Thursday, March 05, 2009

Economics exam

Question 1.

In December 2005 I took out a loan of £4,000 to buy a car. Base rates were 4.5% and the APR for the loan was 6.93%. If I was to take out a £4,000 loan today from the same bank now that base rates have dropped to 0.5% I would pay an APR of 17.9%.

Explain without resorting to foul language and incitement to violence (very hard I know).


Shuggy said...

Explain without resorting to foul language and incitement to violence (very hard I know).

Your bank is shit - if you need to, borrow from one that will lend cheaper. Failing that, get a balaclava and shotgun and take an interest free - indeed repayment free - withdrawal.

Base rates only have to do with the rate at which banks pay bank to the Bank of England as the lender of last resort - but no bank has had to do this for donkeys - until Northern Rock. It's the rate at which banks lend to each other that's the crucial variable here.

Will said...

It is explained by the definete fact that the banks are engaging in a witty philosophical conceit that illustrates how arbitrary the concept of money is. It's that, or it's what happens when you give a black marker pen to an idiot.

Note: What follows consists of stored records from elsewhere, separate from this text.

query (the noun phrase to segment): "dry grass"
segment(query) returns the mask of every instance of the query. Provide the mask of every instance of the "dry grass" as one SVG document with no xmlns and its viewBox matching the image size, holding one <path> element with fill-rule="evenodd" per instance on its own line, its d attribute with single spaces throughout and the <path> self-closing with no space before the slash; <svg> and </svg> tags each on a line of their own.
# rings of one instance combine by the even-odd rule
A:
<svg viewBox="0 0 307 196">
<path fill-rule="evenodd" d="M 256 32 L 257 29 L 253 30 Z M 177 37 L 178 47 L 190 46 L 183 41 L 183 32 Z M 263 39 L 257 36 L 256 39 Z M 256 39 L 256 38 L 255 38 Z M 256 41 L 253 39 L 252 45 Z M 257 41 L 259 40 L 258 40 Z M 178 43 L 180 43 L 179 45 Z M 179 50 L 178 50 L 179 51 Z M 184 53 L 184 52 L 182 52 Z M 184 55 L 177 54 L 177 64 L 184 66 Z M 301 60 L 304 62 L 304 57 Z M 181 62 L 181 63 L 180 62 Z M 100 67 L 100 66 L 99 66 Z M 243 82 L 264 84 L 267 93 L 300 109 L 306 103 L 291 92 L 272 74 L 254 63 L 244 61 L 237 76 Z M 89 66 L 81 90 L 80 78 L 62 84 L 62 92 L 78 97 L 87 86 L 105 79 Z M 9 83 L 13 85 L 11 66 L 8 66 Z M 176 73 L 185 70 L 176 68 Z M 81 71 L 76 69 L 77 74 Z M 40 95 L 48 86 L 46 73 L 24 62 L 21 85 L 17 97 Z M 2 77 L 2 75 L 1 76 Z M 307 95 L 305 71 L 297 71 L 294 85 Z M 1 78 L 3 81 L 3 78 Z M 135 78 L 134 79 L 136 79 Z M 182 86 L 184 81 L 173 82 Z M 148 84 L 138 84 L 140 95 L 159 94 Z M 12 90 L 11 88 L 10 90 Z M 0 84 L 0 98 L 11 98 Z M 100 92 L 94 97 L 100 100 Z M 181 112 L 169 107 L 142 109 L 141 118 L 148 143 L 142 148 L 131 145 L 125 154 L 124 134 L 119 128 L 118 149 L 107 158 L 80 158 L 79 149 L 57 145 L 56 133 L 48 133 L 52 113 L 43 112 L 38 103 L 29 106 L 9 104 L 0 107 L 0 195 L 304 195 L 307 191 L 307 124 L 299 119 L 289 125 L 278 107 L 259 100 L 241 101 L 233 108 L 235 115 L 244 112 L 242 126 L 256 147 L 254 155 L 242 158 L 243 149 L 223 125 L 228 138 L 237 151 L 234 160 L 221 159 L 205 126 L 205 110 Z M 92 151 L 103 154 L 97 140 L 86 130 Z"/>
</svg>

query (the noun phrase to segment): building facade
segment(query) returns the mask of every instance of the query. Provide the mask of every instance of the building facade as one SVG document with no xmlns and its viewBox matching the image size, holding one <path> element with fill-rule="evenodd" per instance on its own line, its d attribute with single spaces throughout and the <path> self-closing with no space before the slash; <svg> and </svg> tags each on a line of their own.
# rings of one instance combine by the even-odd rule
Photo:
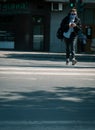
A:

Now back to watching Red Riding on the telly and that.

Anonymous said...

If the only variable is the interest rate, then since LIBOR is now half what it was in December 2005, the explanation is that the bank thinks people are so desperate to buy cars that they will pay mad interest rates to the few banks which are willing to lend.

People are not that desperate, so the car industry closes down, presumably causing small business in the car industry supply chain to default on their bank loans etc (continued page 94).

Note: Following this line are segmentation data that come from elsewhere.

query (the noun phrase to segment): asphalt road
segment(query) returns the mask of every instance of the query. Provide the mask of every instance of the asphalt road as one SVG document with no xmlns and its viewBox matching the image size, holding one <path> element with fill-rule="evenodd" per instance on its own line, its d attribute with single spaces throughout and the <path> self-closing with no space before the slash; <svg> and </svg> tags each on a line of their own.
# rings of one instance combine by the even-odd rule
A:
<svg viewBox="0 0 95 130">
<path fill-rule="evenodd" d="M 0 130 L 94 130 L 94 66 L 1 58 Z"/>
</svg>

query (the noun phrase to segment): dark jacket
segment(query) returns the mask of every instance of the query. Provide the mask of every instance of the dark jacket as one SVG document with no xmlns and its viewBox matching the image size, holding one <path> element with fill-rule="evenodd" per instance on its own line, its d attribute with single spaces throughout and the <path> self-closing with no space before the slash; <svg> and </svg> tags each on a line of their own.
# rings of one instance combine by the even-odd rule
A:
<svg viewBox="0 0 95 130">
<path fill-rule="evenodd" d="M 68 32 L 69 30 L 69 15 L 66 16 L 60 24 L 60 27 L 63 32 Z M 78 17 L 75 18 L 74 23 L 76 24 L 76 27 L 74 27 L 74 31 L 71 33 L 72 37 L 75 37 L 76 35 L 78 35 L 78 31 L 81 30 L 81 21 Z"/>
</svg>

Raise less corn and more hell.

DorsetDipper said...

it's a market? Supply and demand?

I guess what you think of this rate depends whether you need a car, or a reasonable income from your pension?

john problem said...

It's like this. And it's really simple. What you are doing is being involved in a double layered credit derivative quantitatively eased financial instrument which is designed to con you. Right? Do you think that things have changed recently? That the financial world has got struck by a sudden influx of hubris and apology statements. Nah. Best buy an old banger for cash.

Anonymous said...

The pension depends on asset values and bond yields. Neither will be up to much in an economy which has melted down.

It may come to a point at which there is insufficient confidence to borrow, let alone lend.

Furthermore, quantitative easing is like giving laxatives to a man with diarhhoea.